Web scraping from 0 to hero: creating our first Scrapy spider - Part 2
Writing a fully working scraper with Scrapy
Today we’re having a new episode of “Web Scraping from 0 to Hero”, the free web scraping course provided by The Web Scraping Club.
In the latest lesson, we started writing our first scraper with Scrapy and today we’ll finish our job, explaining the code line by line.
A brief recap from the past lesson
We needed to scrape the e-commerce website Valentino.com, so after checking with Wappalyzer there were no anti-bot and the data was publicly accessible from the web, we decided to proceed with creating a Scrapy scraper.

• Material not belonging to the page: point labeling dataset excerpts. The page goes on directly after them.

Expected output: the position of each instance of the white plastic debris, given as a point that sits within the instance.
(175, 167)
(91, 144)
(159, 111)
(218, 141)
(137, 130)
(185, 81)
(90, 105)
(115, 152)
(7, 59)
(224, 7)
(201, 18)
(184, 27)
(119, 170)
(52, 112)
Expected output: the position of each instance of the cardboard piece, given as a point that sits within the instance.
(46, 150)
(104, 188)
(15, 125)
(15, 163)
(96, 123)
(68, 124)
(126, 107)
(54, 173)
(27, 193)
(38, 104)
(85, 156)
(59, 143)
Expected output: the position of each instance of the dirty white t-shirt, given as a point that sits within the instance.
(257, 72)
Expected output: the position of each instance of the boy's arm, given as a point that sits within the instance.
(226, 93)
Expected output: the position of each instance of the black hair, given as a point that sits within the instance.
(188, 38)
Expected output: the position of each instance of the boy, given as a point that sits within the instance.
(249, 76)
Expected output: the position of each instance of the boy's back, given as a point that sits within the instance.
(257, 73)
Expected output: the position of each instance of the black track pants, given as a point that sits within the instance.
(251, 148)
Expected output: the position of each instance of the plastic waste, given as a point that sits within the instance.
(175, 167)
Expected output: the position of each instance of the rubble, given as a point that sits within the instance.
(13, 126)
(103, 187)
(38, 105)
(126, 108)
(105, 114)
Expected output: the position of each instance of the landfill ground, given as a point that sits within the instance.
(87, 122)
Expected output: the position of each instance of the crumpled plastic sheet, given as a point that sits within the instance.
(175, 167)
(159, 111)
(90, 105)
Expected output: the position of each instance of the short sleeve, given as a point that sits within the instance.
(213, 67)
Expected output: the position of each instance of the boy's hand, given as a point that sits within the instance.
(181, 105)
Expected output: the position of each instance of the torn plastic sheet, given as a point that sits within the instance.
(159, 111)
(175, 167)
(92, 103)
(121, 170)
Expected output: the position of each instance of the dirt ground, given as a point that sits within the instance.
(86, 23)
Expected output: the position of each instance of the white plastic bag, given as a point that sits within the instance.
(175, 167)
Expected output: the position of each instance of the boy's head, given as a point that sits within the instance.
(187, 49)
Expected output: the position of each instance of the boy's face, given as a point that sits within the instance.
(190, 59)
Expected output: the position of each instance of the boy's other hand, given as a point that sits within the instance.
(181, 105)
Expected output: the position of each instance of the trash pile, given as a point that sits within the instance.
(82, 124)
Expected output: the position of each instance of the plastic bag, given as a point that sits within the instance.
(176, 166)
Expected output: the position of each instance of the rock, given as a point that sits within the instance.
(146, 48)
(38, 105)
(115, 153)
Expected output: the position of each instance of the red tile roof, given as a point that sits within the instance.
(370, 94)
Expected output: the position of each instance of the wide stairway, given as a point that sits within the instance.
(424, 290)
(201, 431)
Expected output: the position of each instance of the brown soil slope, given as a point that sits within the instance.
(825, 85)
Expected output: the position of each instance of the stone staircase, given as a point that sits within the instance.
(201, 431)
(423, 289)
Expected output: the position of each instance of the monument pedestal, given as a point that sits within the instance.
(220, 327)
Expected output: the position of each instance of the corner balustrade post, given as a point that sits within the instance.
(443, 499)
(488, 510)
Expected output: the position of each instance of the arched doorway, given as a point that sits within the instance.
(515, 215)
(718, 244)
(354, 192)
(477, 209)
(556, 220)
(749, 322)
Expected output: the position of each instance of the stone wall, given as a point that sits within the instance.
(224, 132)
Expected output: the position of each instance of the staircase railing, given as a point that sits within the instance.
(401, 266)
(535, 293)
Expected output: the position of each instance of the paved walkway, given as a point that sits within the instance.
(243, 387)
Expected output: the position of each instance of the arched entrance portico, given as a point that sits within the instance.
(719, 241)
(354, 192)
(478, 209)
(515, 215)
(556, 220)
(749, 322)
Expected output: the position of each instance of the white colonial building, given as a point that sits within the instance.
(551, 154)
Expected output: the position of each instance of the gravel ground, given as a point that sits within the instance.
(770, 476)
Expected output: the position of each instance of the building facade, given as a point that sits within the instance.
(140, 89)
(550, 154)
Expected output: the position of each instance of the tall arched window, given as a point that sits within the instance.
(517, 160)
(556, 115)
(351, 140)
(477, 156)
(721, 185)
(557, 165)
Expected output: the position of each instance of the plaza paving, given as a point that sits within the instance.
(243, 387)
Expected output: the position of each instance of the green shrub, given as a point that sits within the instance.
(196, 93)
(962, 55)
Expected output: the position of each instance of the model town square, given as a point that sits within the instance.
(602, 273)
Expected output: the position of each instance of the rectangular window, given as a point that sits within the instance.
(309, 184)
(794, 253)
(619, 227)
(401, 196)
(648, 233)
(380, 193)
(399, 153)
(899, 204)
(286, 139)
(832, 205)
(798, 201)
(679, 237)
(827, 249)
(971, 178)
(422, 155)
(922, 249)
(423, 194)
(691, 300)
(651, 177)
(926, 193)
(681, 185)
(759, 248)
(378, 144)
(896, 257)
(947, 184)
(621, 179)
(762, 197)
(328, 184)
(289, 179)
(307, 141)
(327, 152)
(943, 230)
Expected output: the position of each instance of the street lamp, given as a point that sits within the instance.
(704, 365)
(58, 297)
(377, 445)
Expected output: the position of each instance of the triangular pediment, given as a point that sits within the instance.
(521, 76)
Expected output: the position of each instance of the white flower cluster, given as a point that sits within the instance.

To do so, we launched a few commands to create the skeleton of the Scrapy project and, after having defined the output data structure, we also defined the Scrapy Item we’ll use.
Finally, we started writing the scraper that gets the URL of every product category and prints it.
From then, in this article, instead of only printing the URL of every product category, we’ll use them to crawl their pages and reach every product page, scraping the data we need to output.
How the course works
The course is and will be always free. As always, I’m here to share and not to make you buy something. If you want to say “thank you”, consider subscribing to this substack with a paid plan. It’s not mandatory but appreciated, and you’ll get access to the whole “The LAB” articles archive, with 30+ practical articles on more complex topics and its code repository.
We’ll see free-to-use packages and solutions and if there will be some commercial ones, it’s because they are solutions that I’ve already tested and solve issues I cannot do in other ways.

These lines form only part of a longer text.